Might the same question be asked of Virginia Tech?
It could be, if Tech isn't careful. Comparisons with Nebraska are unfortunate, but inevitable.
Kate McEwen, a former girlfriend of the top player for the No. 1-ranked Nebraska football team, certainly has been wondering about her university's priorities.
Beating up someone as badly as Lawrence Phillips beat up McEwen would get most folks thrown out of school and into the slammer. For Phillips, it was probation, a class in anger control and domestic-violence prevention, and a six-game suspension from the football team. He returned to the gridiron last fall without missing a beat, and last weekend was drafted by the St. Louis Rams of the professional National Football League.
McEwen, a basketball player, has learned what it does take to get an athletic scholarship revoked at Nebraska. Her performance on the basketball court this winter went downhill; this spring, the university took away her athletic scholarship. The publicity has sullied the university's reputation.
But what about closer to home? How much does Tech value its more recent status as a football powerhouse, including its Sugar Bowl victory that capped the '95 season?
A former Tech student has brought a much-publicized lawsuit accusing two football players of raping her in a dorm room in September 1994. The allegation is serious, but the facts are murky. A Montgomery County grand jury this spring declined to indict either Tony Morrison or James Crawford.
But even leaving this issue aside, consider just the following:
* Jim Druckenmiller, the Sugar Bowl team's starting quarterback, is free on $5,000 bond, pending a hearing next month on a police charge of malicious wounding by mob in connection with a March 21 fight outside a Blacksburg bar.

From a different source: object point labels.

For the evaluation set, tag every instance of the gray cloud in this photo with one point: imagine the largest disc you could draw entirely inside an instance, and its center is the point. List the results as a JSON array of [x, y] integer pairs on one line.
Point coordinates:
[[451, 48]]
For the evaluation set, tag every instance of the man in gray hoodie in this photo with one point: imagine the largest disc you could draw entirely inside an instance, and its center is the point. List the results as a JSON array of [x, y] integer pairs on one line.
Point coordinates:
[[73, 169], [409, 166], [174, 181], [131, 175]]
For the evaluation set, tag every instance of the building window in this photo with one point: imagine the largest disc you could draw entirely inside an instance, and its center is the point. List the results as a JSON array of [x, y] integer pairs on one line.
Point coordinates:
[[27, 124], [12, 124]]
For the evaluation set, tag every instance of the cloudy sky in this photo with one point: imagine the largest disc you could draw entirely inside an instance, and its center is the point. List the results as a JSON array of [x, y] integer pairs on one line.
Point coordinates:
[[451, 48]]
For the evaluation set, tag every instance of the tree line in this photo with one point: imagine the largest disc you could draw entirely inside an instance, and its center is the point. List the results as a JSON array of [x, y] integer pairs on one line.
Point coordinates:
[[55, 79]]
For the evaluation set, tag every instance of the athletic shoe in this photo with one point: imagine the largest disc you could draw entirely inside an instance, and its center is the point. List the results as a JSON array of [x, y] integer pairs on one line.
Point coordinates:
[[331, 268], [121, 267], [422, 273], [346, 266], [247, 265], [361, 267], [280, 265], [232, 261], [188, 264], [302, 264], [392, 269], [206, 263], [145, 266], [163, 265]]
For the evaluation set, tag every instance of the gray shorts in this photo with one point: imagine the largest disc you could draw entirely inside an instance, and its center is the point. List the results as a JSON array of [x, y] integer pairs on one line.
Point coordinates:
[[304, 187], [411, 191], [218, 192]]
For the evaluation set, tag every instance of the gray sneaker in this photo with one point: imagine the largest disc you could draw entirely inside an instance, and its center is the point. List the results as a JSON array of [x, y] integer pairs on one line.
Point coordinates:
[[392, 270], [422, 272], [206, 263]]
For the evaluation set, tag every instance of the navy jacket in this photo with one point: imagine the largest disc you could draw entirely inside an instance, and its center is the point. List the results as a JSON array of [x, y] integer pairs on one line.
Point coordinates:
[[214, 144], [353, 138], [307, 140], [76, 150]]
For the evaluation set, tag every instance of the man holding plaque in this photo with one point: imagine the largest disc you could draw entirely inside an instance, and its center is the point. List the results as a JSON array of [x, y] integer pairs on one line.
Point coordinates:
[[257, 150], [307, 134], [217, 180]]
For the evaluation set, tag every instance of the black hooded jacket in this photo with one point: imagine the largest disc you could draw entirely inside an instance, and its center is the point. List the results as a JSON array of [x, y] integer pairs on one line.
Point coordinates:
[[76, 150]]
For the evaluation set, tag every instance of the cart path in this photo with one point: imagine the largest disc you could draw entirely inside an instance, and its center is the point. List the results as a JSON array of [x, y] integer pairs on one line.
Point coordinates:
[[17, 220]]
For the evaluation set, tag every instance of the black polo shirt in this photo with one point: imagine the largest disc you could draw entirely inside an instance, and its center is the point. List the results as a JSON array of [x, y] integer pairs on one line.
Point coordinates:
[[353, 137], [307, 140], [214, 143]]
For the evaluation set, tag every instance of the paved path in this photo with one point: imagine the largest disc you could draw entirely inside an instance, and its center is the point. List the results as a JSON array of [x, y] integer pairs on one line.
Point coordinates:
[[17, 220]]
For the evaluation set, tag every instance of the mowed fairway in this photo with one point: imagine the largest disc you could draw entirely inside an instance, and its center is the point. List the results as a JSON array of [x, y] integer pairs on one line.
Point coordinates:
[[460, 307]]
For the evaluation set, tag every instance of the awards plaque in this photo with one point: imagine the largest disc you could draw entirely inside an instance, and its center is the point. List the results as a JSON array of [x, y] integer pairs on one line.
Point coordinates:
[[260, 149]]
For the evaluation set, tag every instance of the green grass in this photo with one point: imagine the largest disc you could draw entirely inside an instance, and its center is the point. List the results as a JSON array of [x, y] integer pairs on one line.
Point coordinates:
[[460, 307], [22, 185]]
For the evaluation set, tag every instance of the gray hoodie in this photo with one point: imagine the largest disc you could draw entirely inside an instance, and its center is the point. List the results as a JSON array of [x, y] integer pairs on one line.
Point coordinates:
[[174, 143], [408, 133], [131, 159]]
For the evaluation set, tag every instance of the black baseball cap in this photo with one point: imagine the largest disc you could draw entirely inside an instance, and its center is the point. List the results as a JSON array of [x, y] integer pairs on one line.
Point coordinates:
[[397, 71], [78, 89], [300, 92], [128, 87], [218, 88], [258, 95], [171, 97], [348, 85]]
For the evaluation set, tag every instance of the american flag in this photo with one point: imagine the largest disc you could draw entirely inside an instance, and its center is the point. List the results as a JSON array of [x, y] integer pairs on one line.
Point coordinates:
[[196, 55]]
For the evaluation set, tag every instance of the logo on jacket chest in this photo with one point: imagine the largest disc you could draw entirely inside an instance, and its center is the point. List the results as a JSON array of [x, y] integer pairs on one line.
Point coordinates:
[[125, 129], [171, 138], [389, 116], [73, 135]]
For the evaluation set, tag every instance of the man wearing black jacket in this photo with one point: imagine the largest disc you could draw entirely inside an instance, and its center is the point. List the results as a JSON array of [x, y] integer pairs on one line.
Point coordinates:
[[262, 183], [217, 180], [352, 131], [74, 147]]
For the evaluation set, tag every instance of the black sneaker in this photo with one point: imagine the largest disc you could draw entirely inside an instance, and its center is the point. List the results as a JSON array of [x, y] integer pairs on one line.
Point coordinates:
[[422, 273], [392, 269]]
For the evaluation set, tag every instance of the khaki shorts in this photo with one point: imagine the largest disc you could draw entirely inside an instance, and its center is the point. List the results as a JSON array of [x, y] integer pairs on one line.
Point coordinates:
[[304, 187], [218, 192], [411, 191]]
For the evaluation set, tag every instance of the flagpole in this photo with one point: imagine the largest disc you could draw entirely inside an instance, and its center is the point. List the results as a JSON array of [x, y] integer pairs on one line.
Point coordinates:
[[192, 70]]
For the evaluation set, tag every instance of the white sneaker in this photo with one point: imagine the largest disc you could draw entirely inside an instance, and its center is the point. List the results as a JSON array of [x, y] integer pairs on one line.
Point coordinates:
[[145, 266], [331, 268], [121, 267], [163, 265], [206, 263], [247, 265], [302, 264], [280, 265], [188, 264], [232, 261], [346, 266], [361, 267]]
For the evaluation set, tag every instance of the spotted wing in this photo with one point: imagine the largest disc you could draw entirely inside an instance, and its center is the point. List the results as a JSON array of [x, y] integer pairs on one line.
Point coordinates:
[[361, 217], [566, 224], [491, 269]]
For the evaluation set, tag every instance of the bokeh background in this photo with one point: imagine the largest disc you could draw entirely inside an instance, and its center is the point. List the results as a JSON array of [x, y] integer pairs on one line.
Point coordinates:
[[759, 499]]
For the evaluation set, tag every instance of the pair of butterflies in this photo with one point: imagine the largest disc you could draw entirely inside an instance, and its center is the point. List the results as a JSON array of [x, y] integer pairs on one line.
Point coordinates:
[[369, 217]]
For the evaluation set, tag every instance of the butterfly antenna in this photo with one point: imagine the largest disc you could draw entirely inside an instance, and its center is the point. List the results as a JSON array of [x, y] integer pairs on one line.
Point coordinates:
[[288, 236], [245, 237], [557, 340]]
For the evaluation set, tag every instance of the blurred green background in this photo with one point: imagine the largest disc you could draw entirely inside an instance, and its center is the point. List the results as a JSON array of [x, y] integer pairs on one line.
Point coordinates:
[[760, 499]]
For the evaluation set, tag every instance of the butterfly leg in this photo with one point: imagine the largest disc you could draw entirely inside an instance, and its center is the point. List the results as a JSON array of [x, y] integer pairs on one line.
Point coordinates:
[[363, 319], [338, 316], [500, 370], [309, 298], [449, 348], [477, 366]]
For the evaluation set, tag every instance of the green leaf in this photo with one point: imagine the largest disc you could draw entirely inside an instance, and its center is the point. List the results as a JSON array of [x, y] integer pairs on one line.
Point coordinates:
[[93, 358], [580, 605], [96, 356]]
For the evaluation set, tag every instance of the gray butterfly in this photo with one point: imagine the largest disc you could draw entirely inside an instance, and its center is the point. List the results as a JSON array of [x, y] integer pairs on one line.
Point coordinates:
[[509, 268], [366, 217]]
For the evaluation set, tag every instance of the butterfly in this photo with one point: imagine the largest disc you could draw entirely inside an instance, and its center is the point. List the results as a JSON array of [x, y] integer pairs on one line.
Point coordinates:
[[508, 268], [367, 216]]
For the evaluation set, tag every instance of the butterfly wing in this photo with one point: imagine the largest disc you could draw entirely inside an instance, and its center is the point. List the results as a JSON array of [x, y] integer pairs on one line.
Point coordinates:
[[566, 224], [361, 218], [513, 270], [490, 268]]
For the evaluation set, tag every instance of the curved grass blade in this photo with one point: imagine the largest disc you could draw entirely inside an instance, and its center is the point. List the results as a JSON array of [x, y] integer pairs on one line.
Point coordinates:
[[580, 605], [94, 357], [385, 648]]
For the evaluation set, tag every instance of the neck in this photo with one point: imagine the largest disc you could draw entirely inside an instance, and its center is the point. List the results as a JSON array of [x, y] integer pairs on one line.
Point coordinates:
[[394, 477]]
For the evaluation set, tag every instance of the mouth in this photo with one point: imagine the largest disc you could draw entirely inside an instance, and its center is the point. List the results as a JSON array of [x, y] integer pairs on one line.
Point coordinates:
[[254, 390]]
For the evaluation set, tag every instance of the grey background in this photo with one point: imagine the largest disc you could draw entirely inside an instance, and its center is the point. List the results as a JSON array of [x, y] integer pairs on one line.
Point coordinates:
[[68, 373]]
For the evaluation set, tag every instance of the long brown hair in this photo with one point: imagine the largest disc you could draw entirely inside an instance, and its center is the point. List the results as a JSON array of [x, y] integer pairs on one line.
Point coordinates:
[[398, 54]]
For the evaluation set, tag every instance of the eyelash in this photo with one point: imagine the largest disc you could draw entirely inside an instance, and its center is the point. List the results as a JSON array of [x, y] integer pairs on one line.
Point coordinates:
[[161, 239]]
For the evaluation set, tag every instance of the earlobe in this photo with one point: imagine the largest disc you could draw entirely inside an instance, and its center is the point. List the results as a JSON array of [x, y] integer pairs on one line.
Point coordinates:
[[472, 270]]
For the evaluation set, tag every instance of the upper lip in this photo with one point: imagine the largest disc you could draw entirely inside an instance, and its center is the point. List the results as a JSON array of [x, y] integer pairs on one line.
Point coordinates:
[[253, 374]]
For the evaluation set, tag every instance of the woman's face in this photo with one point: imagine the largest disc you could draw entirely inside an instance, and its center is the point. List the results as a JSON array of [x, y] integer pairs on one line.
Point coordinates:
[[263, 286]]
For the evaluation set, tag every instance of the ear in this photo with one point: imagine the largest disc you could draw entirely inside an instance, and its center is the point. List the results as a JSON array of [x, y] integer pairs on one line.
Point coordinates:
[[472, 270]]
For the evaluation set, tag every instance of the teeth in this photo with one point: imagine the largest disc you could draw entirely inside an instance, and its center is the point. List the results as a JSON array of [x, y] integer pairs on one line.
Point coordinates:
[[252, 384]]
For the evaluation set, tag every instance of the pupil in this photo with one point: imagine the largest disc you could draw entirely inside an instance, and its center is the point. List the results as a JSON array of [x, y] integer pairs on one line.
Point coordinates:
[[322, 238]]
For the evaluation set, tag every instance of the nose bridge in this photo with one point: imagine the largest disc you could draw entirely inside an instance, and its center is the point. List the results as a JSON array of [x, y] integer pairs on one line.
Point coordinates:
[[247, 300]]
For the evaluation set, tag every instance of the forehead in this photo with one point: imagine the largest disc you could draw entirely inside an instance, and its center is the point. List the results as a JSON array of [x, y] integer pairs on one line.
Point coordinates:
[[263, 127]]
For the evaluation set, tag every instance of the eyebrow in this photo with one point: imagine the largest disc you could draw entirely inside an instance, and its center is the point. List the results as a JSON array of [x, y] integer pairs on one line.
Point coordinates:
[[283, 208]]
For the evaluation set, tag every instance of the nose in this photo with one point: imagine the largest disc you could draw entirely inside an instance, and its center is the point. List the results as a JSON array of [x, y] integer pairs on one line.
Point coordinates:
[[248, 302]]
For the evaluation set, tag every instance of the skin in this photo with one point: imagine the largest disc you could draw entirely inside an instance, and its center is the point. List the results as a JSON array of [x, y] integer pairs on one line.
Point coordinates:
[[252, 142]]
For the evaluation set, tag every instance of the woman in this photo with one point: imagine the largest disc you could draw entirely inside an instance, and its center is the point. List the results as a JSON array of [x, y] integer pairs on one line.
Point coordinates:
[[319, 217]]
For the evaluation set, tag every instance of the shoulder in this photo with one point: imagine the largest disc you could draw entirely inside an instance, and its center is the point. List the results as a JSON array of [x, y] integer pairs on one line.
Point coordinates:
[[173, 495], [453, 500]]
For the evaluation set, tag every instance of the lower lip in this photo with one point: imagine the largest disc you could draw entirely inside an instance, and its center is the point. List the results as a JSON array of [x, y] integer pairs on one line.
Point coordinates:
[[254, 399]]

* George DelRicco, the Sugar Bowl team's all-conference linebacker, faces a charge of assault and battery in connection with the same fight.
* Morrison in February was found guilty of public intoxication, and fined $500 (to be reduced to $100 upon completion of an eight-week alcohol-education class), in connection with a December incident at a downtown Blacksburg bar. Petty larceny and property-destruction charges were dismissed after Morrison settled with the establishment for restitution.
* Crawford, also in February, received a suspended 10-day jail sentence for disorderly conduct, stemming from an incident when he tried to pick up his automobile after it had been towed by campus police for unpaid parking tickets.
All but DelRicco, who has completed his football eligibility, are still on the team and played Saturday in Tech's spring intrasquad game.
Tech coach Frank Beamer, who was invited to speak Monday with the school's Board of Visitors, said of his players: "They do make mistakes. How large a mistake sometimes gets out of focus when it gets into the media." So, in other words, the apparent trend has been blown out of proportion?
More likely, what gets blown out of proportion are events like the Sugar Bowl. Muffed handoffs, missed tackles, dropped passes - those are mistakes. Incidents like the above suggest more fundamental problems. Universities, whether in Nebraska or Virginia, need to keep their values straight.